Open relationship: Deciding to be sexual with different people.
Swinging relationship: When couples decide to engage in different types of partner swapping.”
That’s right kids, swinging didn’t stop in the ’70s. Try not to think about your parents.
So whether or not this sounds cringe to you, or amazing, we wanted to know … in a basic sense, can this work for everyone?
“Ethical non-monogamy is more popular than many people think,” Howard shares, much to our surprise.
“According to a 2016 article published in The Journal of Sex and Marital Therapy, one in five people have engaged in consensual non-monogamy. This relationship style is not for everyone, and that’s OK. There are several different types of ENM relationships, and just like monogamous relationships, they only work if those involved do the work.”
That’s another huge takeaway. ENM does not mean a couple is being careless, or that they just get to do whatever they want. In fact, it often requires more work, more communication, and more understanding when these other dynamics are introduced. It’s not a quick fix or solution to those who are not totally ready to consent, are not comfortable with the idea, or don’t have a solid foundation and are looking for a quick fix.

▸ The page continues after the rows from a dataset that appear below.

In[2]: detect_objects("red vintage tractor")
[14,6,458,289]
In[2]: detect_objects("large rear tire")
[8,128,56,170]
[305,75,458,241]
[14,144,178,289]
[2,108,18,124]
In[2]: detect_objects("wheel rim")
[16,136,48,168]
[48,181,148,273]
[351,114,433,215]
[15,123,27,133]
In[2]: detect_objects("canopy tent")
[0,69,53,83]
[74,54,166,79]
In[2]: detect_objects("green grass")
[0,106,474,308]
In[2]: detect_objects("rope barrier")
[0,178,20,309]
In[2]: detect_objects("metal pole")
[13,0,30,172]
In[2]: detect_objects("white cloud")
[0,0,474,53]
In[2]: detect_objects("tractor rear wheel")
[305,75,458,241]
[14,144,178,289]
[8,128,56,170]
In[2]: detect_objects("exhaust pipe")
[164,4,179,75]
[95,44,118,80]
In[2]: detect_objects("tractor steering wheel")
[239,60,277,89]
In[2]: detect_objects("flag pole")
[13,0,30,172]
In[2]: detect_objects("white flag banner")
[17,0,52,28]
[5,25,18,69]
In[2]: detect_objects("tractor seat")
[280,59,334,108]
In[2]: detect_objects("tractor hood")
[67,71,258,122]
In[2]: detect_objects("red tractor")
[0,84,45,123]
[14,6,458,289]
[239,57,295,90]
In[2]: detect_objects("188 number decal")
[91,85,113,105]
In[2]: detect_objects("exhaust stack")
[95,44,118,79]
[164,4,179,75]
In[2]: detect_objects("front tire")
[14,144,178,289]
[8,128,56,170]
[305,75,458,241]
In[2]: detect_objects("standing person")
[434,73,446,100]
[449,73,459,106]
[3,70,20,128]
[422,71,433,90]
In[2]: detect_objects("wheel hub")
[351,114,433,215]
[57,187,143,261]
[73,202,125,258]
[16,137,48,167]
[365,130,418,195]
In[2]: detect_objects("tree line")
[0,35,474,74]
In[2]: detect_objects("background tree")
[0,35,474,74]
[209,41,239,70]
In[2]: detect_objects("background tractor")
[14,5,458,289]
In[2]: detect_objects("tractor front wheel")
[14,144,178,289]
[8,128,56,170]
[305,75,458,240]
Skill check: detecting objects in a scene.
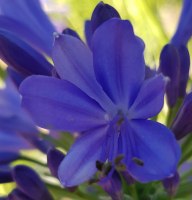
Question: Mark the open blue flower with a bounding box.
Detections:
[20,18,181,187]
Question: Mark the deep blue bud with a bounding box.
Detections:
[100,170,123,200]
[7,189,33,200]
[12,165,53,200]
[52,67,61,79]
[159,44,180,107]
[62,28,81,40]
[91,1,121,34]
[0,151,20,165]
[145,66,157,80]
[162,171,180,197]
[7,67,25,90]
[84,20,92,49]
[47,149,65,179]
[0,166,13,184]
[121,171,135,186]
[170,92,192,140]
[178,45,190,98]
[0,30,52,77]
[47,149,77,192]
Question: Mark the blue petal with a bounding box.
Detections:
[0,150,20,166]
[12,165,53,200]
[92,18,145,109]
[53,33,116,114]
[128,75,167,119]
[20,76,106,132]
[0,0,55,55]
[58,126,107,186]
[0,30,53,76]
[7,67,25,90]
[84,20,92,49]
[128,120,181,183]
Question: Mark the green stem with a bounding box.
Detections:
[20,155,47,167]
[130,185,139,200]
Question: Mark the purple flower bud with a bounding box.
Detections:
[121,171,135,186]
[159,44,180,107]
[162,171,180,197]
[7,189,33,200]
[170,92,192,140]
[84,20,92,49]
[91,1,120,34]
[0,151,20,165]
[62,28,81,40]
[47,149,77,192]
[0,166,13,183]
[47,149,65,179]
[100,170,123,200]
[12,165,53,200]
[145,66,157,80]
[178,45,190,98]
[52,67,61,79]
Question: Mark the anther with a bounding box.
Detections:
[132,157,144,166]
[87,178,101,185]
[117,163,127,172]
[103,162,113,176]
[113,154,125,165]
[53,32,59,38]
[96,160,104,171]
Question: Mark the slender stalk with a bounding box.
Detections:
[130,185,139,200]
[20,156,47,167]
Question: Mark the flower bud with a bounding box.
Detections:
[159,44,180,107]
[178,45,190,98]
[162,171,180,197]
[170,92,192,140]
[99,170,123,200]
[62,28,81,40]
[91,1,120,34]
[12,165,53,200]
[47,149,77,192]
[7,189,33,200]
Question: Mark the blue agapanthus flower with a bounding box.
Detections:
[20,18,181,187]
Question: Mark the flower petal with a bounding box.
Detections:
[0,0,55,56]
[128,75,167,119]
[128,120,181,183]
[20,76,106,132]
[92,18,145,109]
[0,30,53,77]
[53,33,116,114]
[58,126,107,187]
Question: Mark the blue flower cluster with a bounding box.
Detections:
[0,0,192,200]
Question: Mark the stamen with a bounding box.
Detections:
[103,162,113,177]
[132,157,144,166]
[113,154,125,165]
[87,178,101,185]
[96,160,104,171]
[117,163,127,172]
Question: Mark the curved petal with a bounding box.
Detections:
[53,33,116,114]
[58,126,107,187]
[92,18,145,109]
[0,29,53,76]
[128,75,167,119]
[128,120,181,183]
[20,76,106,132]
[0,0,55,56]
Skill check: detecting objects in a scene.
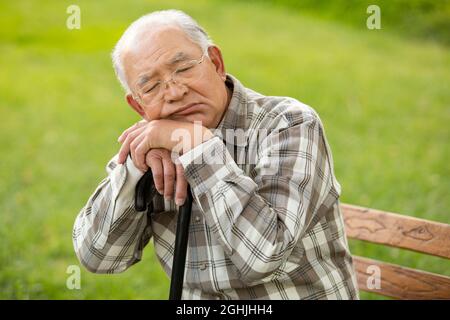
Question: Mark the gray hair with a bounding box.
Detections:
[111,10,214,93]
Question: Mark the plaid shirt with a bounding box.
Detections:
[73,75,358,299]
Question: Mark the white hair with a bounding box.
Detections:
[111,10,214,93]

Howard details, “Oftentimes when couples find themselves dealing with relationship issues or infidelity, they consider the idea of an open relationship or another form of ethical non-monogamy. ENM is not the antidote for troubled relationships. If you’re already having issues associated with trust, fidelity, sex, and/or communication, opening your relationship won’t resolve those issues and could cause more issues for everyone involved.

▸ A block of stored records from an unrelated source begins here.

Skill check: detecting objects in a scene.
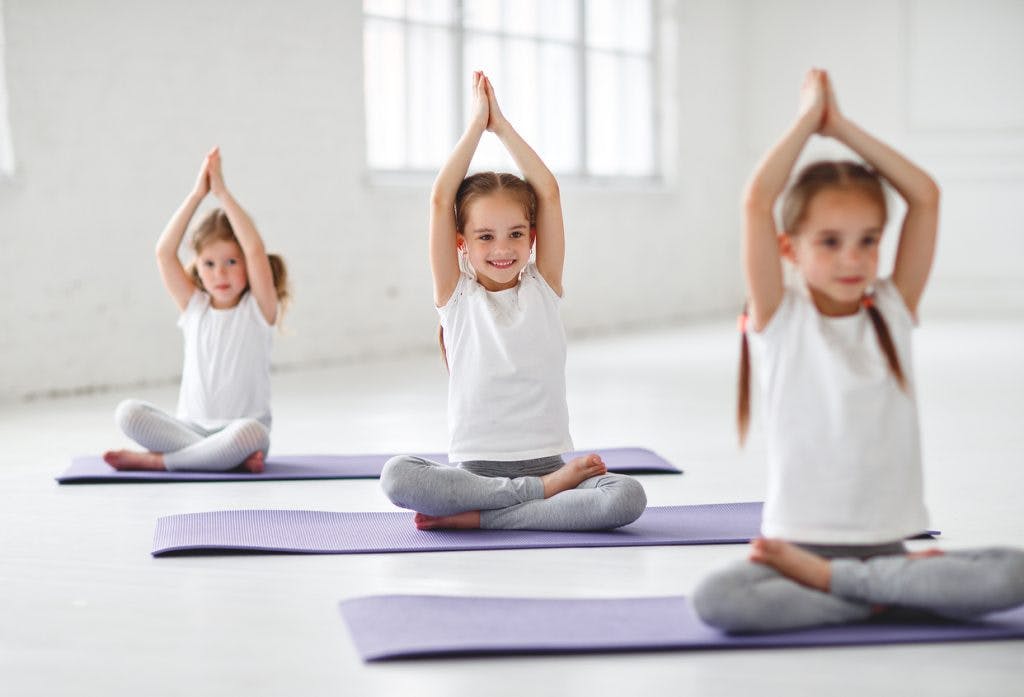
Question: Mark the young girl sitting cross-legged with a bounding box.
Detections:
[381,73,646,530]
[103,147,288,473]
[693,71,1024,633]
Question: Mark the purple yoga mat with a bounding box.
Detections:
[153,503,761,557]
[56,447,682,484]
[341,596,1024,661]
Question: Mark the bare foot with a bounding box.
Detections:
[906,550,945,559]
[103,450,167,471]
[242,450,264,474]
[751,537,831,593]
[413,511,480,530]
[541,454,608,498]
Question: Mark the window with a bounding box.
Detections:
[0,2,14,176]
[364,0,658,178]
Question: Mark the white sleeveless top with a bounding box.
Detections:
[177,291,273,429]
[437,263,572,463]
[749,279,928,544]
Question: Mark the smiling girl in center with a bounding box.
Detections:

Most people like the sense of freedom they feel by being non-monogamous. Others report they have an appreciation for the different connections they share with other partners. While this might sound interesting, ENM comes with its own set of concerns. Things to consider with this relationship style are what type(s) of ENM dynamics you prefer, figuring out scheduling with various partners, maintaining self-care, managing jealousy, compassion, trust issues, and other relationship stressors, and making considerations for overall health and safety. People who know ENM is right for them state they still have to work hard to be a good partner, but they prefer having options.”
If the idea of you or your partner having other options sends you into a state of panic, couples counseling should be the first order of business to repair a troubled connection between committed partners. However, if you do feel confident that this is something you and your partner can explore, there are ways to approach the topic.
“If you’re wondering if this is the relationship style for you or if you’d like to bring it up with a partner, try this exercise. Ask your partner, ‘If it weren’t for me, societal standards, religion, or negative consequences, what would dating and relationships look like for you?’
Another way to bring this up with a partner is to simply ask, ‘Hey babe, what do you think about open relationships and/or ethical non-monogamy?’ Be open to sharing your perspective as well. You can get more information by reading The Ethical Slut and More Than Two.”